Since 2019, Lebanon continues to sink into one of the world’s worst financial crises. The depreciation of the Lebanese Pound (LBP), which lost 96 percent of its value since 2019, and inflation surging to 249 percent with an increase in the price of the basic food basket, and subsidies cuts on basic items such as food, medications, and fuel, have severely declined people’s purchasing power. With the compounding crisis still ongoing, an increasing number of households are at risk of eviction – especially People with Specific Needs (PwSN) and Female heads of Households.

A Syrian child with down syndrome is embraced by his father while sitting on a chair
Safwan, 40 years old, a Syrian community member sits next to his son Mohamad, 9 years old, a person with down syndrome, in their living room in their home in Haouch Er Rafqa, Baalbek district, Baalbek-Hermel governate on the 6th of December 2022. ©Medair/Abdul Dennaoui

Safwan, 40 years old, is a Syrian community member living in Houch Er Rafqa, in the Baalbek/ Hermel district. Safwan lives with his wife and two children, both with a condition of down syndrome, and they now face a daily battle for survival. Unable to find employment and the constant piling of debts collected for basic items such as food and medication, the family can no longer afford to pay rent, or even seek health care for their children’s condition. Medair’s Cash for Rent (CfR) project, funded by the Lebanon Humanitarian Fund (LHF), seeks to assist the most vulnerable members of the community. Safwan spoke to us about the hardships and struggles he faces with his family under these challenging circumstances and how crucial it was for him to receive cash support.

While embracing his youngest, nine-year-old Mohamad, Safwan shares his story, “We fled Syria seven years ago because of the conflict and we came to Lebanon with the hopes of starting a new life. When we arrived in Lebanon, life was better than it was back home. As you can see, God has blessed me with two beautiful sons – both have down syndrome condition. This may mean something different to the world, but to me, this means that they are extra special and require a bit more attention, so we’ve always had to be more careful with them.”

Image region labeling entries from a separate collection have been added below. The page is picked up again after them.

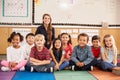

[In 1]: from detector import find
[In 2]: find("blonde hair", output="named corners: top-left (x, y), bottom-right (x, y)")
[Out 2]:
top-left (42, 14), bottom-right (52, 43)
top-left (34, 34), bottom-right (45, 43)
top-left (103, 34), bottom-right (117, 57)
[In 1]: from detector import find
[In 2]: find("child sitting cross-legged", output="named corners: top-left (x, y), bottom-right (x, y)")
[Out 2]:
top-left (51, 38), bottom-right (69, 70)
top-left (70, 33), bottom-right (97, 71)
top-left (26, 34), bottom-right (54, 72)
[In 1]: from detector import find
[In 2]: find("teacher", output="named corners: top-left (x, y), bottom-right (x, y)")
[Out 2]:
top-left (35, 14), bottom-right (55, 49)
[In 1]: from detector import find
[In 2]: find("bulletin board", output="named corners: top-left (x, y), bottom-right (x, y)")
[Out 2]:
top-left (34, 0), bottom-right (120, 24)
top-left (0, 0), bottom-right (33, 24)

Silence fills the room, while everyone contemplates the reality of the situation. Safwan, holding his breath continues, “With our current situation, we are only able to eat about a meal a day – and I am not referring to a hot meal. A usual meal in our household now is some pita bread with zaatar (a culinary herb) with some labneh (a tangy yogurt cheese), which is the bare minimum of what we can afford. My wife and I will sit by candlelight after the boys are asleep and have our meal. Sometimes when sleeping we can hear each other’s stomach rumble from hunger, but we choose to ignore it. Our own personal nutrition or health doesn’t matter anymore. Our kids, my boys, are everything to us. I will starve myself, for their survival.”

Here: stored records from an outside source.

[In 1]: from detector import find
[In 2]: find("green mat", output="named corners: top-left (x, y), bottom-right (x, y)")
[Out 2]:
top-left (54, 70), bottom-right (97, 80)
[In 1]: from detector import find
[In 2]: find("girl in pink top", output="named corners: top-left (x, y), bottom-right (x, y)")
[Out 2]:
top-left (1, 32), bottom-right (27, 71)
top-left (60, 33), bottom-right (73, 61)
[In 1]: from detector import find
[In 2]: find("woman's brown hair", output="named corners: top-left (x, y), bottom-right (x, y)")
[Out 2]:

A Syrian child with down syndrome is embraced by his father while sitting on a chair.
Mohamad, 9 years old, Safwan’s youngest son, sits next to his father in their living room in their home in Haouch Er Rafqa , Baalbek district, Baalbek-Hermel governate on the 6th of December 2022. ©Medair/Abdul Dennaoui

I cannot count the times my arms were open wide and pointed up at the sky begging God for a way out, or to send help of any kind. My prayers were eventually answered, and I am very grateful that there are organizations that came to our aid. At the brink of eviction and having our rent paid has lifted a significant weight off our shoulders. It gave us some room to breathe. We were able to focus on providing my boys with their medications. We are aware that this is not permanent, as we continue facing hardships, but most importantly it kept a roof over our heads. I don’t have the words to describe how thankful I am. I cannot imagine my family and me on the streets with nowhere to go.”

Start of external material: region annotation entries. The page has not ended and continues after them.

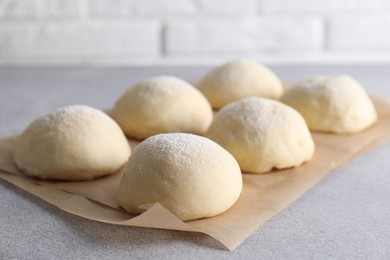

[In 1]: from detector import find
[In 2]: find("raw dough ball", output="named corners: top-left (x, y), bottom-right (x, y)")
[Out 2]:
top-left (198, 60), bottom-right (283, 109)
top-left (118, 133), bottom-right (242, 220)
top-left (207, 97), bottom-right (314, 173)
top-left (281, 76), bottom-right (377, 134)
top-left (112, 76), bottom-right (213, 139)
top-left (14, 105), bottom-right (130, 180)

In recent years, cash assistance has been recognized internationally as an effective way of meeting people’s needs, granting them autonomy. Medair has integrated this approach into its programming in multiple countries. In Lebanon, Medair is currently supporting 603 of the most vulnerable households in Baalbek/Hermel with Cash for Rent, funded by the Lebanon Humanitarian Fund. In coordination with the shelter sector, Medair is supporting 225 vulnerable households with Cash for Rent in the affected communities of Baalbek/ Hermel. Cash initiatives can stimulate the local economy, giving people the opportunity to recover and focus on their families.

Medair’s Cash for Rent (CfR) services in Baalbek -Hermel are funded by the Lebanon Humanitarian Fund (LHF) and the United Nations High Commissioner for Refugees (UNHCR).
This content was produced with resources gathered by Medair field and headquarters staff. The views expressed herein are those solely of Medair and should not be taken, in any way, to reflect the official opinion of any other organisation.